In an essay emphasizing the severity of the threat to religious liberty posed by the HHS mandate, Daniel Philpott of the Religious Freedom Project at Georgetown University's Berkley Center, places the current debate in context of a struggle that has occurred "over many centuries" between church and state -- the church's "right to give witness to the truths that they believe."
While no one expects to see martyrs over the issue, he writes, institutions objecting to the mandates are "having their religious freedom curtailed more sharply than religious freedom has been curtailed at any other time in the history of the republic." Consequently, he said, "they experience an injustice that resembles in form if not in magnitude those injustices that historically have produced martyrs."
Some members of the Catholic hierarchy, including the late Cardinal Francis George of Chicago, who said the church may have to shut down its ministries if the mandate were not revoked, and Archbishop William Lori of Baltimore, have viewed the mandate as among the highest threats to religious liberty in the United States. Lori, particularly, has organized elaborate programs, including an annual "Fortnight for Freedom," with the mandate a major target of the demonstrations.
In many states that require commercial health insurers to provide contraceptives, dioceses often self-insure, running their own not-for-profit insurance agencies and thus avoiding state requirements. In those instances, the plans are most often administered by familiar commercial entities that charge a fee. That arrangement, however, might raise in a different way the whole question of cooperation in evil, since the administrative fees go to commercial insurers that, in other circumstances, provide objectionable prescriptions and services.

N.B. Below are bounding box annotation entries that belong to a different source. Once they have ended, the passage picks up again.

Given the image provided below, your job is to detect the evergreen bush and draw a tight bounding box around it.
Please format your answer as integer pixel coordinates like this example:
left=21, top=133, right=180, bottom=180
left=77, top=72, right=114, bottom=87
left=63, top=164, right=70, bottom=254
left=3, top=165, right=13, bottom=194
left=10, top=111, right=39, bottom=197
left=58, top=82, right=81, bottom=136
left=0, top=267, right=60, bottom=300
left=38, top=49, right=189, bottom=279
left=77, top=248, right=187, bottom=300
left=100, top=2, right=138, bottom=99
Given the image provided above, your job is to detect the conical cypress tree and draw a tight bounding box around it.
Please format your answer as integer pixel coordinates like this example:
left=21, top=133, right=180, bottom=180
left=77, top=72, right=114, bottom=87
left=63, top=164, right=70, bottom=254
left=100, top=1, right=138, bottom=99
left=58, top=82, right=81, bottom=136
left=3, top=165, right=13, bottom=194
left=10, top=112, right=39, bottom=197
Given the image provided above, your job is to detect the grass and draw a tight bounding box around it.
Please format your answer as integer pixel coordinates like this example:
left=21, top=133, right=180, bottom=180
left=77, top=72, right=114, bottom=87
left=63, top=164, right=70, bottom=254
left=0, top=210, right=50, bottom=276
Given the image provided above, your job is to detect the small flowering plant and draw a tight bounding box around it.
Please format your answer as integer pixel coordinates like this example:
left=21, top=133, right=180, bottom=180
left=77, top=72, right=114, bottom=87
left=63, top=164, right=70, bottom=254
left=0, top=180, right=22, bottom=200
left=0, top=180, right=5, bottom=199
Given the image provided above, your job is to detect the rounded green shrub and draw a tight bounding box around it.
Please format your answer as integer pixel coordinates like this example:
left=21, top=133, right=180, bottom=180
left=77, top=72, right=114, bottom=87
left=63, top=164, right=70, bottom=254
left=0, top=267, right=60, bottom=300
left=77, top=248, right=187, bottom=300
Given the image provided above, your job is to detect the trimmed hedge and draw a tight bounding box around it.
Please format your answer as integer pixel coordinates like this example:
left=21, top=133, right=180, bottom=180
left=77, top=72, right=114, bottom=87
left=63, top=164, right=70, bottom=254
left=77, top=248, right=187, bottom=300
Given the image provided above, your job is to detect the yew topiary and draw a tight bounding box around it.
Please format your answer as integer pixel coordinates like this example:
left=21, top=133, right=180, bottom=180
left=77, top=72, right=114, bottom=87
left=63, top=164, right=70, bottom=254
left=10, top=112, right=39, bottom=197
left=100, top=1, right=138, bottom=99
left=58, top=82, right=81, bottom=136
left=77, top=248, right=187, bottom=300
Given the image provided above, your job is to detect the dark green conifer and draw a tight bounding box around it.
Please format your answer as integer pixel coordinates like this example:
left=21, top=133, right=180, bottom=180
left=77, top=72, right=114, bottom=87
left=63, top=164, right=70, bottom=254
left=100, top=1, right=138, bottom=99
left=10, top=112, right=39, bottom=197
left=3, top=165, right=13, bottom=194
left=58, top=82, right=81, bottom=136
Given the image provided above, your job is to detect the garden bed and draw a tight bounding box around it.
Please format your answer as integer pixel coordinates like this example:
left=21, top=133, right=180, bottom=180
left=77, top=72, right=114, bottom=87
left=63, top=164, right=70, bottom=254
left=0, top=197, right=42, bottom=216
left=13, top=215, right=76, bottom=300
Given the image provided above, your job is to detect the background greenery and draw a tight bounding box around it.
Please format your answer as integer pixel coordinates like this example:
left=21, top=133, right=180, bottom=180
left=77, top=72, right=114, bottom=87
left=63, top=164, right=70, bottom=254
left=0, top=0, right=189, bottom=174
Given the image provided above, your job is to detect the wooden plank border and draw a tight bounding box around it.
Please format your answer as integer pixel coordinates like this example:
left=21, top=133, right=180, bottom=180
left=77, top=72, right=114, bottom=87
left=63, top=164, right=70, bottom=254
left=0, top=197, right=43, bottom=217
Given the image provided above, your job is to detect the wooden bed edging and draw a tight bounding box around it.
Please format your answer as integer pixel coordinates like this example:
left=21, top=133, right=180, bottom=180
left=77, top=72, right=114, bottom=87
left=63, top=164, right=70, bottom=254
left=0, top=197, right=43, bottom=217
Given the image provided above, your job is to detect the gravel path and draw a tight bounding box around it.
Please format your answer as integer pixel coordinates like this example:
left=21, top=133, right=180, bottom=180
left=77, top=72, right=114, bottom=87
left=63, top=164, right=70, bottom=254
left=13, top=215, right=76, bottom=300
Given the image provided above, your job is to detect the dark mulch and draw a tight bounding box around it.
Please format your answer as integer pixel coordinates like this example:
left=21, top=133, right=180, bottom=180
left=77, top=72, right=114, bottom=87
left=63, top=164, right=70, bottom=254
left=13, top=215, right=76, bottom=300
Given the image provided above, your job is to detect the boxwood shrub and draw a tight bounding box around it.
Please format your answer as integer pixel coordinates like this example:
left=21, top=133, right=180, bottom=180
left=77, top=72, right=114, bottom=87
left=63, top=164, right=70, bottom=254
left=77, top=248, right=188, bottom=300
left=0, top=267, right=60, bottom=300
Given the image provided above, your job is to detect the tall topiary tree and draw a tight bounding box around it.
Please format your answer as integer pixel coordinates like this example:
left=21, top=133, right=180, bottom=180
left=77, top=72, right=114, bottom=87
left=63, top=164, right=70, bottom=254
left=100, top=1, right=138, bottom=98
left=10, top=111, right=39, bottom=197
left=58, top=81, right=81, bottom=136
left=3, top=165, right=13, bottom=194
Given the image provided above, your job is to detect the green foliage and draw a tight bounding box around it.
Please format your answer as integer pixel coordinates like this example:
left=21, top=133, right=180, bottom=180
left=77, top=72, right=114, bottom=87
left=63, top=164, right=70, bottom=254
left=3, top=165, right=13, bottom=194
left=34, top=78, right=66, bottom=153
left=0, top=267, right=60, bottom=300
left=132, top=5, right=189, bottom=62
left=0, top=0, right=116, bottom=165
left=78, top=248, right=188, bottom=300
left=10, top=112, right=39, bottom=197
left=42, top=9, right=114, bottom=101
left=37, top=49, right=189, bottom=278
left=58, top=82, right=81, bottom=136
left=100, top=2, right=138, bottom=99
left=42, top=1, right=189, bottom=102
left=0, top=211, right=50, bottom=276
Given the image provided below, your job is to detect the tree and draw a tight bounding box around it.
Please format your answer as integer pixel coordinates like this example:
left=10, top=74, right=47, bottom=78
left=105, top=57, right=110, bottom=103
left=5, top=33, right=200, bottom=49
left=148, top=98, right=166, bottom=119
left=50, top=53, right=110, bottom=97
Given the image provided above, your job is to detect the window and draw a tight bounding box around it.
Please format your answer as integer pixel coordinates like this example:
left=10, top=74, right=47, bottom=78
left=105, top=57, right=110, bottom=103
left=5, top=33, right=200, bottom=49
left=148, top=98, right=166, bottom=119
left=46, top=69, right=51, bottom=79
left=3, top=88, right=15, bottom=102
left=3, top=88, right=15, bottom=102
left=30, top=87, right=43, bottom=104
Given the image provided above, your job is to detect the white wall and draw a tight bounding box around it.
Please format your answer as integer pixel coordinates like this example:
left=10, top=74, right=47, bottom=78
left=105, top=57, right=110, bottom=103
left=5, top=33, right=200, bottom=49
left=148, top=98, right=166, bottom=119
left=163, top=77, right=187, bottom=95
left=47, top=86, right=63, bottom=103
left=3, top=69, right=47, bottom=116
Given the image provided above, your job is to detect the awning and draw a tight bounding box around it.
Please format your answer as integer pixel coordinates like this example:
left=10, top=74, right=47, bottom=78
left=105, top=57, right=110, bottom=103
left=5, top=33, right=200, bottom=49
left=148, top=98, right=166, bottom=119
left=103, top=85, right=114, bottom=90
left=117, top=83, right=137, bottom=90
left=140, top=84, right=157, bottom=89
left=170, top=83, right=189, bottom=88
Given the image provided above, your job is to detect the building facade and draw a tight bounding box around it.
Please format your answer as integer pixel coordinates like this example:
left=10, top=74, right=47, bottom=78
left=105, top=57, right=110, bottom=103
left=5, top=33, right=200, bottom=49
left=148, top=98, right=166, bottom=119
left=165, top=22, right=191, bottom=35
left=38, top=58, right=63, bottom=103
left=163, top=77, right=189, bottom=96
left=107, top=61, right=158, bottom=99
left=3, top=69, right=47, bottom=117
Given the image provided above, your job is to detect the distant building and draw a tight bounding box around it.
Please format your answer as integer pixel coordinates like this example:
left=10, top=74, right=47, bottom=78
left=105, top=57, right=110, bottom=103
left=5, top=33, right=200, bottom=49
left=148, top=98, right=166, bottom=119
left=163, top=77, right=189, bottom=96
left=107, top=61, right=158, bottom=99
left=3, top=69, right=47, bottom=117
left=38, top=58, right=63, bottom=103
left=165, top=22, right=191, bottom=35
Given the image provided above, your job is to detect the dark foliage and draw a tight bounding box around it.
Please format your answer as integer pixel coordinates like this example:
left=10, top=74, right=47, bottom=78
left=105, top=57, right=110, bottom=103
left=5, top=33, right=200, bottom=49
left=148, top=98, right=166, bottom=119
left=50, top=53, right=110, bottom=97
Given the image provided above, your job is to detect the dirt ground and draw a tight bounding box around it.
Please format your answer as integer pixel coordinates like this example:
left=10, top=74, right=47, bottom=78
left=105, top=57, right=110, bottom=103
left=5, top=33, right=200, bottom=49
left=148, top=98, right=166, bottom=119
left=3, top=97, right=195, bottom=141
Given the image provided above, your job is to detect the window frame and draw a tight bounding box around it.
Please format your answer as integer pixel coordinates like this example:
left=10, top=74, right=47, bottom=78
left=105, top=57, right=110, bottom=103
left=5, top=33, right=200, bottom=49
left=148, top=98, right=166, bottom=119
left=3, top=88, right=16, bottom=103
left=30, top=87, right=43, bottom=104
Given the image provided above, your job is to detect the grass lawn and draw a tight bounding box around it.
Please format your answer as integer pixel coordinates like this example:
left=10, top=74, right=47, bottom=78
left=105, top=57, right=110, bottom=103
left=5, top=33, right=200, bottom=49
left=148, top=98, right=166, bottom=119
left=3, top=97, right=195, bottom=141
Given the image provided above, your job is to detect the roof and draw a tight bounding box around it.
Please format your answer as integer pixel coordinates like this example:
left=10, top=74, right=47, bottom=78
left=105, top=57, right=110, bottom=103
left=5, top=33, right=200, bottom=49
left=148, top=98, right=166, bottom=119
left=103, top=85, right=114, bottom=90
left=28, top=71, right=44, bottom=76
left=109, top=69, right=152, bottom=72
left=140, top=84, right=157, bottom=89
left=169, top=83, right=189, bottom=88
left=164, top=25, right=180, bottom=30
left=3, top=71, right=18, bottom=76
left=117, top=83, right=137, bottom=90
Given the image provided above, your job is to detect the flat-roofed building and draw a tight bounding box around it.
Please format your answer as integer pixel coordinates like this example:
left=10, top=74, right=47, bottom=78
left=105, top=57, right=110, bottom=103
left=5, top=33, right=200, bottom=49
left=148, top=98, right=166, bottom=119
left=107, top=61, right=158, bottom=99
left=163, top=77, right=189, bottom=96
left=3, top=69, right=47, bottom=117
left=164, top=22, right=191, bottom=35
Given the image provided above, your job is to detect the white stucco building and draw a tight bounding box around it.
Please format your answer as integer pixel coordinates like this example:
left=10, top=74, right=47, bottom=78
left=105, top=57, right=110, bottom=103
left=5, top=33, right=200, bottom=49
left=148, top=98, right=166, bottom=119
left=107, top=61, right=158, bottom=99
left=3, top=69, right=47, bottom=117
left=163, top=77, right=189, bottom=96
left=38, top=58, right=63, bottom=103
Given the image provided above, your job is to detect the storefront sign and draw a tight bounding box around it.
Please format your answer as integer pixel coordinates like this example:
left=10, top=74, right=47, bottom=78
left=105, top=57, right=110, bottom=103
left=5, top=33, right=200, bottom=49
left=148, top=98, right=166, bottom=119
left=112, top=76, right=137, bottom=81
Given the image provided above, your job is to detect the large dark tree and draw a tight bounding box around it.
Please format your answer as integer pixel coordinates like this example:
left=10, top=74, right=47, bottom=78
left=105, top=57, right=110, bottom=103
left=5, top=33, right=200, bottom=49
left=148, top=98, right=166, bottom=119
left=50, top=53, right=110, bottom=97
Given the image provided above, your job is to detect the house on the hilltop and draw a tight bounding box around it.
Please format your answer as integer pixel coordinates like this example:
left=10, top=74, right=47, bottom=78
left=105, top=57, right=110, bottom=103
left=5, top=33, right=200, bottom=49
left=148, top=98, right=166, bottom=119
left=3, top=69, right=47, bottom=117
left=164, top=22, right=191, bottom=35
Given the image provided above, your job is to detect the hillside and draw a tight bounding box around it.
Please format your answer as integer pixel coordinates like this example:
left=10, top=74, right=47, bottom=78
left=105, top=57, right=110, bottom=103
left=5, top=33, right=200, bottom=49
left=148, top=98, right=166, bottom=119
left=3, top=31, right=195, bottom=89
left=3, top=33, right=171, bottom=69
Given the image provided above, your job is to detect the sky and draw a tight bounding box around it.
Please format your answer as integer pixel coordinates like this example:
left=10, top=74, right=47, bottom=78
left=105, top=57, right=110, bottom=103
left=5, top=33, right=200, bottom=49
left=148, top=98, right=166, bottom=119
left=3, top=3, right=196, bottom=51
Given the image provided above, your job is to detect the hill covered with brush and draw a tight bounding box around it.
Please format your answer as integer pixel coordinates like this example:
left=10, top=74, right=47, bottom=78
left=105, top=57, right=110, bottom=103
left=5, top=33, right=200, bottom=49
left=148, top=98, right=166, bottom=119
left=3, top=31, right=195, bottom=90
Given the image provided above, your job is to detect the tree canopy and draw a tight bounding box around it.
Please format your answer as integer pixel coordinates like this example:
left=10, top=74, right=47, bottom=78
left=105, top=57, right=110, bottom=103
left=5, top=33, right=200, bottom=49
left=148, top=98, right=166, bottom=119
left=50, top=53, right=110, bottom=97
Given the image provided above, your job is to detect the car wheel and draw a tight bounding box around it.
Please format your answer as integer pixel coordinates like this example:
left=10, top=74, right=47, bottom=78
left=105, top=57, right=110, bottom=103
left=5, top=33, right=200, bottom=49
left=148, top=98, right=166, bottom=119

Should the court ultimately rule in the government's favor, the church might turn to a place like Hawaii, where the diocese has worked with a commercial firm in a way that highly resembles the Affordable Care Act accommodation. The diocese does not inform employees about contraception coverage. Instead the contact is made via a form letter to insurance subscribers informing participants that the insurance company would provide separate payments for contraceptive drugs and devices.
The arrangement is engaged with regret. In a 2012 letter to his flock, Bishop Larry Silva of Honolulu said the church in Hawaii was hoping for a federal solution to the situation. "Sadly, here in Hawaii, because of the pre-paid health care law which has been in effect for over a dozen years the church has not been given any choice about accepting abortion, contraception, sterilization and in vitro fertilization in the insurance package. We cannot legally deny our employees health insurance coverage, nor would it be just to deny it, so these objectionable services are included."
In both Hawaii and Vermont, which has a similar requirement, church officials must rely on the persuasiveness of church teaching and the consent of the faithful to those teachings.
The picture is also mixed when it comes to higher education. "The bottom line is that this is a complex issue for our institutions that defies easy resolution," said Paula Moore, associate vice president of communications for the Association of Catholic Colleges and Universities.
In more than two dozen states, she said, state laws require inclusion of contraceptive services, but many permit exceptions based on religious beliefs. "In addition," she said, "some women's institutions confront complex politics among their alumnae on these issues." In other instances, she said, colleges are self-insured and, like dioceses in similar circumstances, can avoid state requirements.